Third Track Project is a Go
The highly controversial Third Track project has been given approval by the MTA Capital Review Board. The State Assembly, Senate and Governor's representatives on the panel gave the thumbs upl to the project after localities signed Memorandums of Understanding (MOUs). The approval of the project will allow for approximately 10 miles of track from Hicksville to Floral Park to be constructed. Governor Andrew Cuomo took a victory lap on his "big win" for the project stating, "After decades of delay, today we took action to fundamentally change the economy on Long Island and secure its future prosperity. I am proud to partner with our local governments and the Legislature with a project that is going to change the game for the Long Island region and all its residents that will benefit from it for generations to come.”

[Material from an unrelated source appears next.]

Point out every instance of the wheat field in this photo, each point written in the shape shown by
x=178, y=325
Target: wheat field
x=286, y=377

MTA interim Executive Director Veronique Hakim was also very pleased with the approval adding, “The MTA took extensive time to talk with local villages and officials and address concerns they may have, and that effort was successful. Today we conclude with a positive outcome. This project will not only build the track, but it will also modernize the Long Island Rail Road with a new signal system, remove dangerous grade crossings literally saving lives, accommodate positive train control, and bring additional commuter parking.”
The approval was announced by Governor Cuomo and Senator John Flanagan after what many have called a process marked by bullying, backroom deals and special interest money pouring into Nassau County. Floral Park, New Hyde Park, Stewart Manor, Bellerose Village and Bellerose Terrace. The villages and unincorporated areas were a local battleground where hundreds of thousands of dollars of mailings, television ads and electronic media were used to influence local officials and communities. Along the way, the bullying of New Hyde Park's Mayor and "dark" political money almost derailed the project. However, hundreds of thousands of dollars of more media advertising polluted the airwaves with attacks on local Mayors, Senators, Trustees and labeling communities as obstructionist continued.
The approval of the project was not universal. Some local officials continued to ask questions and demand answers and relief from State representatives of the MTA, Governor's office and LIRR. Negotiations, according to insiders, were marked by press leaks and attacks of officials that were termed to be completely out of bounds. One such attack was so vicious and mean spirited on the side promoting the Third Track that Governor Cuomo himself called the elected official to discuss the matter.
Senator Elaine Phillips, who is a critic of the plan, has been quite outspoken on the issues revolving Penn Station, derailments and infrastructure. The Senator has noted that those issues should be addressed first and that funding should be channeled to the efforts first. "I strong believe the MTA must strike an appropriate balance between fixing the problems responsible for the derailments, disruptions and delays that LIRR commuters have experienced and making strategic investments necessary to facilitate the region's growth. Given the urgency of returning the system to a state of good repair, I believe that should be the immediate priority." On the Assembly side, Assemblymember Solages had given tacit approval of the project as was reported by Newsday last fall. Assemblyman Ed Ra has been a consistent opponent of the project.
Mayor Dominic Longobardi was also critical of the approval. "The facts are and remain the same. Our community is opposed to the project because of all the still unanswered questions, concerns and impacts that our Village will have during the construction process. The MOU was our Village's only safety net that we could count upon to bring accountability to our community. Absent that very difficult, challenging and frustrating collaboration with the MTA, we wouldn't have a leg to stand on. Now the Village has a path for direct recourse with the MTA."
Third Track Committee Chair Archie Cheng added, "It was our hope that when the Governor tasked MTA Chair Lhota to come back with a comprehensive plan to address the collapse of Penn Station and surrounding infrastructure that it would be a time out where the MTA would critically look at the true and immediate needs of the system. The funding being used for the Third Track should be used right now to fix Penn Station, derailment issues and infrastructure that is in disrepair. It would also have given our communities on the main line the ability and opportunity to educate the public on the MOU and all the outstanding and critical issues that our Village governments were facing. I wish that the same enthusiasm for the Third Track project could be channeled towards the Summer of Hell and the dangerous situation at Penn Station."
Recent community meetings have become flashpoints for residents to express their concerns and objections to the project. Additionally, many neighborhoods throughout Floral Park have been bombarded with mailings attacking opponents of the project paid for by labor unions and special interest PACS who stand to gain from the construction.
Kevin Law, president of the Long Island Association, said, “Governor Cuomo and Majority Leader Flanagan should be commended for reaching an agreement to add a Third Track to the LIRR that was envisioned a half century ago and will now result in a $2 billion investment to the region, economic growth and a better experience for commuters while addressing the legitimate concerns of surrounding communities.”